Da sitze ich also - mit Kräuter-Tee statt Aperol, dicken Wollsocken statt Flip Flops und
frage mich, wo sie denn geblieben ist, diese Struktur?!
Aber vielleicht ist das ja der Witz und das Schönste am Herbst:
Er erlaubt uns, ein bisschen durcheinander zu sein. Wie die Blätter.
Nur mit mehr Gedanken und wärmeren Socken.
Er zeigt uns, wie schön Loslassen aussehen kann - und wie anstrengend es ist, es selbst
zu tun. Denn ich klammere mich an alte Routinen wie ein Blatt mit Höhenangst. Dabei wäre genau jetzt der Moment, sämtlichen Ballast mal abzuwerfen - gedanklich, emotional, organisatorisch.
Ich schaue aus meinem Fenster, sitze am kleinen Schreibtisch und sehe die Blätter tanzen.
So frei, so selbstverständlich.
Und was mache ich? Ich halte krampfhaft an Sommerplänen, Erwartungen und einer
To-do-Liste fest, die längst vergilbt ist.
Vielleicht sollte ich mir ein Beispiel nehmen. Blätter lassen einfach los, ganz ohne lange Diskussionen.

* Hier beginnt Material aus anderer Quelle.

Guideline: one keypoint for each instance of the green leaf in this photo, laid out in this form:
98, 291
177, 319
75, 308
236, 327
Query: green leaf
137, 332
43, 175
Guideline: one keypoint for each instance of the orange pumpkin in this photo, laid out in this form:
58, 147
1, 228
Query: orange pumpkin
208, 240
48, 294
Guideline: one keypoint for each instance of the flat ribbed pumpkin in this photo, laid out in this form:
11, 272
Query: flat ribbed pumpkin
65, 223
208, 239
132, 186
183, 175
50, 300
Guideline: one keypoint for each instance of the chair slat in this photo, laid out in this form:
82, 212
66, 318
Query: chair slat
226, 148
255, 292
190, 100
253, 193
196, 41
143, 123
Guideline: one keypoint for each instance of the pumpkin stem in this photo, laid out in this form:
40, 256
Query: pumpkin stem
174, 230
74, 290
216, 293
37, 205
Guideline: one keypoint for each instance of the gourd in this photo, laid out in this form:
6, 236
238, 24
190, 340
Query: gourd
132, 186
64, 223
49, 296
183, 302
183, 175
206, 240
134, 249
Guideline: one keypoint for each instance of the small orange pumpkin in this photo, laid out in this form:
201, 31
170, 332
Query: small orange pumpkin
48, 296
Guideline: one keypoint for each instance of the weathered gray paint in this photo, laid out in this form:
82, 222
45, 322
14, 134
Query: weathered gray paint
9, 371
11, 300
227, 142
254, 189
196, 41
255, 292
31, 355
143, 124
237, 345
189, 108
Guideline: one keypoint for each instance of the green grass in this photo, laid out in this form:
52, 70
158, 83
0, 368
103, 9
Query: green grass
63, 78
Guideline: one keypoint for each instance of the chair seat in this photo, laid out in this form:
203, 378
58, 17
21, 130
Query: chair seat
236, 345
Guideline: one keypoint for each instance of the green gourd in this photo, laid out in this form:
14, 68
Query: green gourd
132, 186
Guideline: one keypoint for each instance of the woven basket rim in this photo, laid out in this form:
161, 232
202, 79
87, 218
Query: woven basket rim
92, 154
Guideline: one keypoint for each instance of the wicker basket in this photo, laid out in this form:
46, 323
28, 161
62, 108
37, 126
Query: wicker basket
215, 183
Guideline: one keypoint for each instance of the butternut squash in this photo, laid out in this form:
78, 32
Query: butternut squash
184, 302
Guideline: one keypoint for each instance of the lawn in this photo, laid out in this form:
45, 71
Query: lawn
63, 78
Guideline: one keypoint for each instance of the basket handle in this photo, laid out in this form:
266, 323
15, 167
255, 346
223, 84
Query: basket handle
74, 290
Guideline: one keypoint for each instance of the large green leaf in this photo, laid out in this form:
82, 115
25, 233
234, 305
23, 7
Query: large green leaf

Denn irgendwann, mitten im dichten Gedankennebel, begreife ich:
Dieses Durcheinander ist kein Fehler - es ist eine Art seelischer Durchlüftung.
Der Herbst bläst den Staub der letzten Monate weg, macht Platz für neue Gedanken,
und was bleibt, das ist das Wesentliche.
Zwischen all dem Wind und Wirrwarr liegt eine gewisse Ruhe. Wenn ich sie lasse.
Ich versuch's mal mit Gemütlichkeit.
Bis mein Tee kalt wird...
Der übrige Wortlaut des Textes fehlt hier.